Data Organization
The purpose of this page is to get researchers familiar with BigQuery, SQL, and using the terminal to query ROAR data and Google Buckets to store the ROAR data.
BigQuery - a tool to help researchers pull ROAR data in an efficient way
- Please read Adam’s documentation and introduction to BigQuery.
- Installing BigQuery
- Learning SQL to query data
- Exporting data to a google cloud bucket
- Learn more about ROAR data through the BigQuery Schemas
Guidelines to organizing pulled data
- Store outputted csv’s on your own system (you can delete after you have compiled if they take up too much storage)
- Do not store individual outputted csv’s from BigQuery on Lab Google Drives (it will become too messy)
- If you are working on an existing project, store the data in the corresponding folder in the ROAR Research Data Drive
- If you are starting a new project, create a new folder in the ROAR Research Data Drive
- DO NOT make any new folders on the ROAR Primary Research Data Drive!
Pulling All Runs of a Single Assessment using BigQuery
- Make a copy of this page into your own drive or folder.
- Input the correct text for each of the empty variables (e.g., google_bucket_name, year-month-day, assessment_abbreviation)
- Copy and paste the edited code into your terminal to pull all runs of a single assessment.
- Once you run this code in your terminal, you should direct yourself to the google bucket where you saved the data.
- In the google bucket, you will find a large set of csv’s which should be labeled with year-month-day_assessment_abbreviation_all_runs_###############.csv.
- Select all of the ones you would like to download.

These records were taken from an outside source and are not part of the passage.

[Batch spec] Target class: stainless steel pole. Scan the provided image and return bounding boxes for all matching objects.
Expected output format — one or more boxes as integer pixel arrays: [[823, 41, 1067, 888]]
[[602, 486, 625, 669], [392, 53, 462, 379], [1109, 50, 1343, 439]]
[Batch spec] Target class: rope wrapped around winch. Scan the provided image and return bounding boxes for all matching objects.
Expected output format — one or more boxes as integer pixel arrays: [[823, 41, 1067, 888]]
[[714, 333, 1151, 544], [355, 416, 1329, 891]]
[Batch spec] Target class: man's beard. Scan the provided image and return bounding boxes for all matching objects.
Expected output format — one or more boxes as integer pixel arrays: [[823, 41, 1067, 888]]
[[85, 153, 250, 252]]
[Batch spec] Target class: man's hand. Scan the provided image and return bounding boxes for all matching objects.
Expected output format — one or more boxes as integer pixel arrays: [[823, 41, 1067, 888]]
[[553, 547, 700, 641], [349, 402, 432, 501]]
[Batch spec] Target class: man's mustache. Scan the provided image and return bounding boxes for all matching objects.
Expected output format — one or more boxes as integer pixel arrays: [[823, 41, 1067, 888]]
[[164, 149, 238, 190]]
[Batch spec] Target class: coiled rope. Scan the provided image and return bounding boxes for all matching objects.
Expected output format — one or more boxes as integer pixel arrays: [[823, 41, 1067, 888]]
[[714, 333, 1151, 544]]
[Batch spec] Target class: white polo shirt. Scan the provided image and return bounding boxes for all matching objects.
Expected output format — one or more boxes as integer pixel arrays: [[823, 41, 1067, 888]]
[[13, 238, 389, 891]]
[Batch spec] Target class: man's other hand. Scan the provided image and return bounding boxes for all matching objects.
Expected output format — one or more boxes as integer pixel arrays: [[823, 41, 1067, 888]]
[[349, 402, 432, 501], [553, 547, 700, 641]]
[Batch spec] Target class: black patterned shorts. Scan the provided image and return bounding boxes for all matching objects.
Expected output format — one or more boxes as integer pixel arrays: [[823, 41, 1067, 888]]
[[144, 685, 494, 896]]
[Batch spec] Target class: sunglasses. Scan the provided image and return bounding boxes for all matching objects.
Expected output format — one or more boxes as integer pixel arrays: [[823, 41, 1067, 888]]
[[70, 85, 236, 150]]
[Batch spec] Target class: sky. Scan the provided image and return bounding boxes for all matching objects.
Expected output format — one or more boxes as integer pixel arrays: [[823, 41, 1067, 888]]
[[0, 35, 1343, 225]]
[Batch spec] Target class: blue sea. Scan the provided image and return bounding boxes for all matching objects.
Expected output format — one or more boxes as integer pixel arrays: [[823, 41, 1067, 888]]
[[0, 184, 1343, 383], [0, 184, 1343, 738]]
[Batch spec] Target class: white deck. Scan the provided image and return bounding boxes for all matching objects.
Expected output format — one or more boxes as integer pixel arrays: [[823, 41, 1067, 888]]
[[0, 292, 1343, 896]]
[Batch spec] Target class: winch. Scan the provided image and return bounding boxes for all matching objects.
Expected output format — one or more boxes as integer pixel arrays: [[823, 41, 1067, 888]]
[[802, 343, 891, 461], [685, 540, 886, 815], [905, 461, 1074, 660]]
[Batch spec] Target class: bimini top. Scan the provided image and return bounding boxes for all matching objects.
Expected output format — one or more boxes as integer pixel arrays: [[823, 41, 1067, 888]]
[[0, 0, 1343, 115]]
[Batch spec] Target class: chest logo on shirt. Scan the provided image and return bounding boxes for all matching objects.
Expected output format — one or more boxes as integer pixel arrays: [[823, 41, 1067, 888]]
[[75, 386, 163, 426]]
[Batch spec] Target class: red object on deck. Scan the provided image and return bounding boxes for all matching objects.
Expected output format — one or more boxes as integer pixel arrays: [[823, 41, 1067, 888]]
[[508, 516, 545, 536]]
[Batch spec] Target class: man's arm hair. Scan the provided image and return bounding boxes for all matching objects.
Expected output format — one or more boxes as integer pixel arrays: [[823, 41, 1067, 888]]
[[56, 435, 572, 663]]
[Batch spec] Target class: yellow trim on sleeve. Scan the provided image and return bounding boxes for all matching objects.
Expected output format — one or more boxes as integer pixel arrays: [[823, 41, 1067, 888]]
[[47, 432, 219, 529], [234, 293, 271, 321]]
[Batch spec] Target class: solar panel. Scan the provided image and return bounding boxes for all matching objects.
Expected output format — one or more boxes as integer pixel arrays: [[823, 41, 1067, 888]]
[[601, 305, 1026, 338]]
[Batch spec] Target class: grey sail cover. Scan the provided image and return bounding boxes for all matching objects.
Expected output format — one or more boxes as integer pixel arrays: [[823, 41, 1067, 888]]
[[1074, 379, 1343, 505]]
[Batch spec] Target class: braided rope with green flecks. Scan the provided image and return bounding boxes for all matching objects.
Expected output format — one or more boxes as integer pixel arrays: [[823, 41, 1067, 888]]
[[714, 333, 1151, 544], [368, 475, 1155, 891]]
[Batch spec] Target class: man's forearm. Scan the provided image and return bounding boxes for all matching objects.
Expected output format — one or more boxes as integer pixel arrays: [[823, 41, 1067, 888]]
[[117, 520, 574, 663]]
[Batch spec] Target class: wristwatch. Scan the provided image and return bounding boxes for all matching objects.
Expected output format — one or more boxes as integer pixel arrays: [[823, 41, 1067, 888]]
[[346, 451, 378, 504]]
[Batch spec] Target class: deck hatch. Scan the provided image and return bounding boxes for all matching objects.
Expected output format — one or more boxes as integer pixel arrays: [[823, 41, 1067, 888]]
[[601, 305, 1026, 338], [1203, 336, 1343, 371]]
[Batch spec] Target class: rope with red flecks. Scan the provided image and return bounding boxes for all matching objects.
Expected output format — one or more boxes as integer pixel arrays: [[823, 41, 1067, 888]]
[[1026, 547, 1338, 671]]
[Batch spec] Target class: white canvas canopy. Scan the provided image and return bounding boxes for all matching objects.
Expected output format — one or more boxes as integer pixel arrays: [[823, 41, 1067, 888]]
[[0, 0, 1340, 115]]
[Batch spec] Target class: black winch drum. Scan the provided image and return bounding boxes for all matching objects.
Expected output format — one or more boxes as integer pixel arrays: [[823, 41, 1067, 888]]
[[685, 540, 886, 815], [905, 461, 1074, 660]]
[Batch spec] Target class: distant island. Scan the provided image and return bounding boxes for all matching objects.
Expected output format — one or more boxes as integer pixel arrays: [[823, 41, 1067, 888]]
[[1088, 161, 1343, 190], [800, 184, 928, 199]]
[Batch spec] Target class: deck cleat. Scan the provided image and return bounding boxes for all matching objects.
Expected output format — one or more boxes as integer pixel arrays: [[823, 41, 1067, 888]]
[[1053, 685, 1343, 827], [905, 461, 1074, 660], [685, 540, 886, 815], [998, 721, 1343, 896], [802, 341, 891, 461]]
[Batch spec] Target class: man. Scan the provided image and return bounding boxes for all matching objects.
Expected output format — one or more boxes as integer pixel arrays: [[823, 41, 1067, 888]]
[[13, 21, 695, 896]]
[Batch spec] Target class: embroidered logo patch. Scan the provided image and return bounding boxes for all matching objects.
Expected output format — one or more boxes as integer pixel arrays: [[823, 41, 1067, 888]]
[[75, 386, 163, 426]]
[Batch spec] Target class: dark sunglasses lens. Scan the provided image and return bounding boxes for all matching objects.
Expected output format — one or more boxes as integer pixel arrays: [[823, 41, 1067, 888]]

Google bucket will create code for you to download to your system.
- Create a singular folder with all downloaded csv’s.
- Direct yourself to the GitHub Repository “Clean-ROAR-Data”.
- Clone the repository by clicking the “<> Code” button → “Open with GitHub Desktop” OR “Clone using the web URL”.

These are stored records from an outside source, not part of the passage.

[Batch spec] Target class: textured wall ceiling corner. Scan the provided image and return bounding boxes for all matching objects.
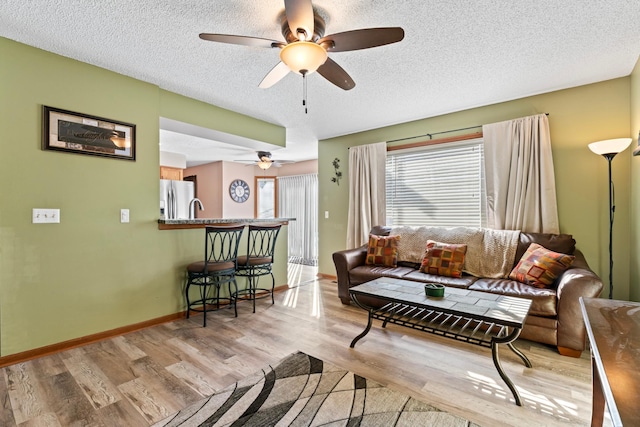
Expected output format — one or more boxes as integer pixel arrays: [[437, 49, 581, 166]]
[[0, 0, 640, 163]]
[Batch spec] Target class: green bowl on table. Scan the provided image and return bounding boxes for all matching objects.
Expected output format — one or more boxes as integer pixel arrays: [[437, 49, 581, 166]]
[[424, 283, 444, 298]]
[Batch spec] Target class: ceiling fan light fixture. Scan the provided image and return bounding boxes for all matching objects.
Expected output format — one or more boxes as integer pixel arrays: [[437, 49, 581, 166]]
[[280, 41, 327, 74], [256, 160, 273, 170]]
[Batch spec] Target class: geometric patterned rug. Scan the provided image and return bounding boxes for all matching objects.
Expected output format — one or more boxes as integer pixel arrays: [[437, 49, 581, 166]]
[[153, 352, 478, 427]]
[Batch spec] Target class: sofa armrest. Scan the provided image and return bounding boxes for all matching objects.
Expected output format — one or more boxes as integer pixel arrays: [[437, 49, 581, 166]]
[[557, 249, 604, 351], [333, 245, 367, 304]]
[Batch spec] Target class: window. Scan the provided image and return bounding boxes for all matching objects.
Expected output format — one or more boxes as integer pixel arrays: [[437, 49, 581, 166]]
[[386, 138, 486, 227]]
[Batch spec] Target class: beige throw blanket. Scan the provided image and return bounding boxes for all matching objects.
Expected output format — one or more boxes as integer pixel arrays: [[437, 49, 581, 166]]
[[390, 227, 520, 279]]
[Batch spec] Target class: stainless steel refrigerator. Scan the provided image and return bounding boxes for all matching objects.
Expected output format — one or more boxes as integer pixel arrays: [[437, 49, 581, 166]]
[[160, 179, 195, 219]]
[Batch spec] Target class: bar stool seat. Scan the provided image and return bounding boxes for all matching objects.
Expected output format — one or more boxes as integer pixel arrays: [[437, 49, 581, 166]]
[[184, 224, 244, 327], [236, 224, 282, 313]]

- Find the Rmd file that matches the assessment suite of the data you have pulled. (e.g., if you pull Morphology runs, direct yourself to Clean_ROARComp_Runs.Rmd).
- Find the code chunks that match the assessment of the data you have pulled.

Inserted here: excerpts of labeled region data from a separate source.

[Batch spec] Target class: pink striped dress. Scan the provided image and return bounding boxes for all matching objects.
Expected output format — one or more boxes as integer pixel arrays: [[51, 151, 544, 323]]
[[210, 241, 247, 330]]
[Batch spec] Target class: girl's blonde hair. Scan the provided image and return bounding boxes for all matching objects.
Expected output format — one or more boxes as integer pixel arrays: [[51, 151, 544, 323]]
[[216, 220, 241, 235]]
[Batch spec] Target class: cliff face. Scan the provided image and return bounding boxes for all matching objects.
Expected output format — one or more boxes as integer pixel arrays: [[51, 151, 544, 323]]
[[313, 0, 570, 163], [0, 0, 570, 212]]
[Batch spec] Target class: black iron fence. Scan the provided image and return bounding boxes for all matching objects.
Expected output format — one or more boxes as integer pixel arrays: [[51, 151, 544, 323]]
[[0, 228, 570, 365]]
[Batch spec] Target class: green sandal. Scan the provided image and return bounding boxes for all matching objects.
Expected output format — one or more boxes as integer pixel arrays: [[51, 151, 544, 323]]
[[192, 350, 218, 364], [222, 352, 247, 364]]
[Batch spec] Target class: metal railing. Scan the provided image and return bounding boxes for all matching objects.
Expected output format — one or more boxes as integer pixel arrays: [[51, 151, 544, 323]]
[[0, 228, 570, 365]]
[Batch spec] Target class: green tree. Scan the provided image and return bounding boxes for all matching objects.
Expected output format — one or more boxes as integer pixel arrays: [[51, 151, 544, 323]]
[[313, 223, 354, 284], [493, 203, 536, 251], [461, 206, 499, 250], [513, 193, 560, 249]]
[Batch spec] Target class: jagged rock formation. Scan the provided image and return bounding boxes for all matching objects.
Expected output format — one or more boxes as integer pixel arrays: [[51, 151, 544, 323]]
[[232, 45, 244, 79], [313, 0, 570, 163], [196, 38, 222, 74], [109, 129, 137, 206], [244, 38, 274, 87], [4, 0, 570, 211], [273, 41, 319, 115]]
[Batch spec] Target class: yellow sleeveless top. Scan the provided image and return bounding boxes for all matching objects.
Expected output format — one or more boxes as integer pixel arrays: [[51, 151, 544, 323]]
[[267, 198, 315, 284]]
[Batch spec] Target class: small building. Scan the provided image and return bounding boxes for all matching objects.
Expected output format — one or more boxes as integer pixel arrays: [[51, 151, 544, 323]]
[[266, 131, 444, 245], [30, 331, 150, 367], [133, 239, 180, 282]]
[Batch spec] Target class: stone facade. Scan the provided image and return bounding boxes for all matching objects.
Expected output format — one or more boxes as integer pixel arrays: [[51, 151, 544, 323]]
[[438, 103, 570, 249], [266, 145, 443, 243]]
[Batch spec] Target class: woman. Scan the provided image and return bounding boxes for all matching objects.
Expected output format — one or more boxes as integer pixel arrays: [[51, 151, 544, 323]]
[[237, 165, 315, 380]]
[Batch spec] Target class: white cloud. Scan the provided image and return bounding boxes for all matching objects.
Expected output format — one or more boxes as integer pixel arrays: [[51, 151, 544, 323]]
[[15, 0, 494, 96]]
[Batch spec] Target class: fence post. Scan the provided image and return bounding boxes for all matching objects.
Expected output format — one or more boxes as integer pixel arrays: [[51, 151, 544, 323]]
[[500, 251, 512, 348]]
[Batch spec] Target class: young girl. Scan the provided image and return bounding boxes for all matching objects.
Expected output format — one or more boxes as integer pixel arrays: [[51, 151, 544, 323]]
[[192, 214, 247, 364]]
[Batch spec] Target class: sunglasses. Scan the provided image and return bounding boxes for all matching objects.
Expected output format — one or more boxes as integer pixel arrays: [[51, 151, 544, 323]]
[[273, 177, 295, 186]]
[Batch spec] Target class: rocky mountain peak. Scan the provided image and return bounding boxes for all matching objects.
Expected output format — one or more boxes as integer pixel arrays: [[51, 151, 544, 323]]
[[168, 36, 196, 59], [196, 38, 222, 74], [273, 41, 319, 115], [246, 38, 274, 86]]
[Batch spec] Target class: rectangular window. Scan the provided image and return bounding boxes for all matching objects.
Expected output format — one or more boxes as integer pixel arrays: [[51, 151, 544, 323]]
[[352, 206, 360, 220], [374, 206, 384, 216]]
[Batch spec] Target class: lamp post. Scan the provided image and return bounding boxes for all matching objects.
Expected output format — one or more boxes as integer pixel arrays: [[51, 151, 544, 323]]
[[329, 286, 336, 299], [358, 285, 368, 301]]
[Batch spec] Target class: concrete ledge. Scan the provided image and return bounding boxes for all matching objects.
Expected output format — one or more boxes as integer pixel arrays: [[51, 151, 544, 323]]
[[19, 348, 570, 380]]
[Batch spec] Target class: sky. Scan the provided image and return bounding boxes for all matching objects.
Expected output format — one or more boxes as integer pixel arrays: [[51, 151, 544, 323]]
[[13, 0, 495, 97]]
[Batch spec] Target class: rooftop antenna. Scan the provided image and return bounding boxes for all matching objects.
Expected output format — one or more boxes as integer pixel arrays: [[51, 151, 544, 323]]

- Run the necessary chunks for your data. NOTE: Play close attention to any changes in data file names that may change based off of your pull.
Note: The extra code dealing with “assigning_” unpacks the JSON strings associated with those variables. Other variables such as “scores” are handled post pull.
Note: Remove --comments before running query.
bq query --nouse_legacy_sql \
'EXPORT DATA
OPTIONS(
uri="gs://google_bucket_name/yyyy-mm-dd_assessment_abbreviation_allruns_*.csv", --sets the Google Bucket and the csv names
format="CSV", --sets the output format
overwrite=true
) AS
SELECT --selects the variables the user wants and which dataframe they are coming from
u.assessment_pid,
ur.* EXCEPT( --removes these variables from the selection
assigning_districts,
assigning_schools,
assigning_classes,
assigning_groups,
assigning_families
),
TO_JSON_STRING(ur.assigning_districts) AS assigning_districts, --turns the variables from JSONs into strings
TO_JSON_STRING(ur.assigning_schools) AS assigning_schools,
TO_JSON_STRING(ur.assigning_classes) AS assigning_classes,
TO_JSON_STRING(ur.assigning_groups) AS assigning_groups,
TO_JSON_STRING(ur.assigning_families) AS assigning_families
FROM
`gse-roar-assessment.assessment.users` AS u --assigns the users dataframe to the name "u"
JOIN
`gse-roar-assessment.assessment.user_runs` AS ur --assigns the user_runs dataframe to the name "ur"
ON
u.roar_uid = ur.roar_uid --merges the dataframes based on the variable roar_uid
WHERE
ur.task_id ="assessment_abbreviation" --filters the dataframe to only the given task_id
'
Pulling All Trials of a Single Assessment using BigQuery
- Make a copy of this page into your own drive or folder.
- Input the correct text for each of the empty variables (e.g., google_bucket_name, year-month-day, assessment_abbreviation)
- Copy and paste the edited code into your terminal to pull all trials of a single assessment.
- Once you run this code in your terminal, you should direct yourself to the google bucket where you saved the data.
- In the google bucket, you will find a large set of csv’s which should be labeled with year-month-day_assessment_abbreviation_alltrials_###############.csv.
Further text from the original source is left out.